Through contacts originally established by the community advocate, FREDA sponsored a research collaboration with the Helping Spirit Lodge Society, to determine the need for a halfway house for Aboriginal women exiting from prisons in BC. This included an assessment of the needs of Aboriginal women offenders with respect to conditional release from prison and parole contingencies.

Since the beginning of 1995, a number of other collaborative research projects similarly based on a close partnership of academic and community research interests were developed. The projects reflected FREDA’s ongoing commitment to empowering community groups, e.g., the Vancouver Lesbian Connection, the Philippine Women Centre, the Downtown Eastside Women’s Centre, Carnegie Centre, the Laichwiltach Family Life Society, the Association of First Nations Women, Women Against Violence Against Women (WAVAW), the Vancouver Association of Women and the Law (VAWL), and others to identify their own priorities and to develop sound research plans.
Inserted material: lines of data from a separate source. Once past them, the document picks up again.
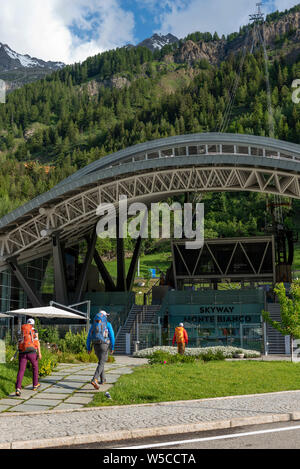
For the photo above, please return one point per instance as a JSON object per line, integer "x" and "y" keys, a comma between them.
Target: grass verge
{"x": 8, "y": 376}
{"x": 188, "y": 381}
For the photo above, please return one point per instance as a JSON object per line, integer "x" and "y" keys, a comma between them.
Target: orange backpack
{"x": 28, "y": 342}
{"x": 179, "y": 335}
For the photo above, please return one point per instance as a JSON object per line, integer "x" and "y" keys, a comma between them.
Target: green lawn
{"x": 296, "y": 264}
{"x": 159, "y": 383}
{"x": 8, "y": 376}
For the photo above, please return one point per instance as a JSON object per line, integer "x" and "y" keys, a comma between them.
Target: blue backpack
{"x": 99, "y": 331}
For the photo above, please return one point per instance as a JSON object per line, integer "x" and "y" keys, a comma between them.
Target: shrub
{"x": 166, "y": 358}
{"x": 47, "y": 363}
{"x": 227, "y": 351}
{"x": 48, "y": 334}
{"x": 212, "y": 356}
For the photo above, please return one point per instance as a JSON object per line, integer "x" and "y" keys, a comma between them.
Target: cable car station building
{"x": 41, "y": 260}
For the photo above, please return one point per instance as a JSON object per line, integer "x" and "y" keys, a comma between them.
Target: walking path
{"x": 55, "y": 416}
{"x": 68, "y": 387}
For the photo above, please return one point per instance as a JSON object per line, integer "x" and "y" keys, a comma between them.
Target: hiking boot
{"x": 94, "y": 383}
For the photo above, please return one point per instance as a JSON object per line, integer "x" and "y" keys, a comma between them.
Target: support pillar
{"x": 25, "y": 284}
{"x": 133, "y": 264}
{"x": 108, "y": 281}
{"x": 121, "y": 278}
{"x": 60, "y": 282}
{"x": 82, "y": 281}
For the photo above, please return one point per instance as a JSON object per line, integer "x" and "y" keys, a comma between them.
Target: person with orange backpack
{"x": 181, "y": 338}
{"x": 29, "y": 349}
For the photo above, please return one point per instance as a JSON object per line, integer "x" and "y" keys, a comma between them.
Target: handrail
{"x": 146, "y": 295}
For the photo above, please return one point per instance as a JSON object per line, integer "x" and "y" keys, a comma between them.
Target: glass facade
{"x": 216, "y": 318}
GoGirls Group – FREDA previously sponsored the GoGirls Group – a facilitated ethnically diverse group which focused on skills development and fun. GoGirls members not only served as research consultants, but were taught how to undertake participatory action research themselves, by interviewing young women in other provinces about their lives. This was completed for FREDA’s Status of Women study on girls and their experiences.
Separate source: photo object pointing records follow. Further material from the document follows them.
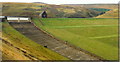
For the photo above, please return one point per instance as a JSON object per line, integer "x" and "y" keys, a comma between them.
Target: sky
{"x": 57, "y": 2}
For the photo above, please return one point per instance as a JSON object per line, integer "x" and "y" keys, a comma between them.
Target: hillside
{"x": 59, "y": 11}
{"x": 110, "y": 14}
{"x": 109, "y": 10}
{"x": 107, "y": 6}
{"x": 91, "y": 34}
{"x": 18, "y": 47}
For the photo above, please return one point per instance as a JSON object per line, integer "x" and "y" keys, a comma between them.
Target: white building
{"x": 18, "y": 19}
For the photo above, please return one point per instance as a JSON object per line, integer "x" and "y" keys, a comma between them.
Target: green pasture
{"x": 22, "y": 42}
{"x": 96, "y": 35}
The Girlz Group – FREDA, along with an SFU Psychology faculty member, sponsored the Girlz Group, which was made up of urban Indigenous young women, who were often single mothers, not attending school. The program focused on skills development, such as assistance in writing CVs. They also produced two videos on topics of their own choice and presented their stories at conferences. Visitors were occasionally invited into the culturally sensitive gatherings. On one occasion, for example, the BC Representative for Children and Youth attended. A sub-group of Girlz Group was made up of only the single mothers who would occasionally meet separately, with a woman Elder providing childcare.

Management

As previously mentioned, with the dissolution of the original consortium, the ongoing partners regrouped and reorganized the Centre. Core areas for research were identified as: education, assessment of needs, and evaluation of intervention strategies. For each research project, policy implications are highlighted and brought to the attention of relevant policy makers. A steering committee with equal representation from community and academic interests was created to set policy directions and coordinate activities. In order to realize the Centre’s goals, other community partners were identified and asked to join the steering committee. FREDA’s Advisory Committee previously consisted of academic representation from the School of Criminology at Simon Fraser University, as well as the School of Nursing and the Centre for Research in Women’s Studies and Gender Relations, both at the University of British Columbia. Community and front-line representation consisted of members from the following organizations: Aboriginal Women’s Action Network (AWAN); BC Coalition to Eliminate Abuse of Seniors (BCCEAS); BC Institute Against Family Violence (BCIFV); National Action Committee on the Status of Women (NAC) Regional Committee; Stepping Stone Vision Society; Westcoast Legal Education Action Fund (LEAF); and Women against Violence Against Women (now WAVAW Rape Crisis Centre). In 2020, the FREDA Centre re-established an Advisory Committee of academic and community representatives to guide its work.

Additional resources in terms of space, technical and audio-visual support through Simon Fraser University’s downtown Vancouver campus have substantially increased the Centre’s ability to develop outreach programs. As well, the downtown location serves to make the Centre more accessible and visible to service agencies, and women’s organizations.